1913 – 1949

Petitions for Change

Dr Yusuf Dadoo with a young Nelson Mandela

Dr. Yusuf Mohamed Dadoo with a young Nelson Mandela. Dadoo and Mandela were the first to defy unjust laws when they broke their banning orders by addressing a prohibited meeting. Immediately afterwards they were arrested. This picture was taken in 1945.

1949 ANC Programme of Action

The Nationalist government's battery of repressive legislation was a direct response by white supremacists to the increased organisation, unity and militancy of the ANC and its allies. The 'Programme of Action’, adopted by the ANC in 1949, called for non-cooperation with the government, including strike action.

Apartheid signage

Extreme institutional racism. "Kaffir" was the derogatory name given to Black South Africans.

1946 Passive Resistance campaign

A Passive Resistance campaign, against new repressive 'Ghetto' legislation, was set in motion on 13 June 1946 by the Indian Congress. Dr. G. M. Naicker, with Yusuf Dadoo and more than 1,700 other resisters by 1948, the end of the campaign, had been imprisoned. ANC members were among those sent to jail.

1946 Indian Congress

Like the ANC, the Indian Congress was being radicalised by young militants. A Passive Resistance campaign, against new repressive 'Ghetto' legislation, was set in motion on 13 June 1946. Dr. G. M. Naicker, seen above, was one of the leaders.

Strikes in the Witwatersrand

In 1946, 75,000 African mineworkers in 21 mines on the Witwatersrand came out on strike for higher wages. As in 1920 troops were called in to drive the miners back into the mines at bayonet point. Thirteen strikers were killed and 1,200 injured. Fifty trade union officials were arrested and put on trial including JB Marks, President of the Mineworkers Union.

Strikes on the Witwatersrand

In 1946, 75,000 African mineworkers in 21 mines on the Witwatersrand came out on strike for higher wages. As in 1920 troops were called in to drive the miners back into the mines at bayonet point.

Govan Mbeki

Govan Mbeki, father of former president Thabo Mbeki, was a political activist in his own right. He served in the high command of uMkhonto weSizwe and was amongst the high commanders of MK who were arrested in Rivonia and sentenced to life imprisonment in Robben Island Maximum Security Prison. He was a graduate of University of Fort Hare and a journalist by profession. He was the first amongst the Rivonia treason trialists to be released.

Dr Yusuf Dadoo addresses a crowd in Pietermaritzburg

Dr Yusuf Dadoo, President of the Transvaal Indian Congress, with a young Nelson Mandela addressing a crowd in Pietermaritzburg. Mandela and Dadoo were addressing the public from the steps of the Johannesburg City Hall in 1945.

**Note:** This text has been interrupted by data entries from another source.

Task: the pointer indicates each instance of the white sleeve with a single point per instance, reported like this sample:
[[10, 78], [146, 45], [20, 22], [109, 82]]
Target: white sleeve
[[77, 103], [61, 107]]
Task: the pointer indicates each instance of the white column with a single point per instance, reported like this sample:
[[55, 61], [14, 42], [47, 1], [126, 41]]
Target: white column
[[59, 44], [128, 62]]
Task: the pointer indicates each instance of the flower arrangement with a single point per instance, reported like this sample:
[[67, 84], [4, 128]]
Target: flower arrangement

Nelson Mandela and ANC Youth League

Nelson Mandela with Yusuf Dadoo, president of the Transvaal Indian Congress, addressing the public from the Johannesburg City Hall steps in 1945.

ANC Youth League

Young people in the ANC demanded more militant action. The case for setting up an ANC Youth League was put at successive conferences of the ANC in 1942 and 1943. It was eventually instituted in April 1944.

Give him a gun – now!

The Guardian demanded that African conscripts should be allowed to carry guns. Those same conscripts returned to South Africa impatient for the democracy and freedom promised by their participation in the fight to destroy fascism.

Communist Party

The new militant unions, together with the increasing activity of the Communist Party, helped to revitalise the ANC.

Protest delegation against Representation of Natives Act

During the 1930s there were further attacks on the rights and living standards of the African people. The ANC sent a deputation to Cape Town to protest against the Representation of Natives Act, 1936, which terminated the franchise for Africans in the Cape. It consisted of (left to right, back row) Z. K. Matthews, R. G. Baloyi, A. J. Sililo, R. H. Godlo. (front) T. M. Mapikela, J. Calata, A. B. Xuma, E. Qamata.

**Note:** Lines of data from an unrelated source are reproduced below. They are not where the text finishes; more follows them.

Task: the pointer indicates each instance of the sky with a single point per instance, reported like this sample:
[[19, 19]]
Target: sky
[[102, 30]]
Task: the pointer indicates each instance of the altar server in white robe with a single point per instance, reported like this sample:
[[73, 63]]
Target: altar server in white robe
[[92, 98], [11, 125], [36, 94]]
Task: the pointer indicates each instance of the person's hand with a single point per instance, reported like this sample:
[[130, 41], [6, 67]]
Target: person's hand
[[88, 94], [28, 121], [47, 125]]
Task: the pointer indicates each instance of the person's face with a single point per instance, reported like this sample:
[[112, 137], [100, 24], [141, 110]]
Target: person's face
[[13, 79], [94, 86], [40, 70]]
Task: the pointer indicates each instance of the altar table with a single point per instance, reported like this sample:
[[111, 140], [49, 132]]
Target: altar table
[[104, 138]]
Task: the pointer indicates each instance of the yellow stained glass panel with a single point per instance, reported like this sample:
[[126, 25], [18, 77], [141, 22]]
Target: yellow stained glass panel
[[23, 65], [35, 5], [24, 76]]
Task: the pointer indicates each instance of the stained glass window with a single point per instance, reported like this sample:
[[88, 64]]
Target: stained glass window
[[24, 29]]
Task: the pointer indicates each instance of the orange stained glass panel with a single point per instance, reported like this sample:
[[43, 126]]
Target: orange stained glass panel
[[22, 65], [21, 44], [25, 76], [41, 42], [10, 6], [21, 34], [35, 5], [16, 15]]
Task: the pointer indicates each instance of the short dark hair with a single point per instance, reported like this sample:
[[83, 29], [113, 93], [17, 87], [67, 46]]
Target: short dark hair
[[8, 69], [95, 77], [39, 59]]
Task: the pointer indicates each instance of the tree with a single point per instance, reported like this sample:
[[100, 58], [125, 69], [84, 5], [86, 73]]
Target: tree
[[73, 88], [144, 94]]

Joint ANC and African Peoples Organization

Joint meeting of ANC and African Peoples Organization {later Coloured Peoples Congress) in Bloemfontein 1931. At the centre of the platform is Dr. Abdul Abdurahman leader of the APO and a force for national unity.

Wage demands

By 1930, due to police harrassment and internal conflicts the ICU had disintegrated. But low wages, slum conditions and higher expectations led to the growth and new militancy of African trade unions.

Bertha Mkhize

Bertha Mkhize (centre), a textile worker, was a leader of the ANC Women's League.

Silwana, Gomas and Ndobi

Increasing numbers of ANC activists became involved in the workers struggle - in the ICU and in the Communist Party like (left to right) Stanley Silwana, John Gomas and Bransby Ndobi.

Strikes

The post world-war economic crisis and the world wide revolutionary upsurge following the Russian revolution resulted in a wave of strikes in South Africa. Conditions in the booming gold mine industry, including poverty, wages and humiliating searches, led to 2 major strikes of African workers.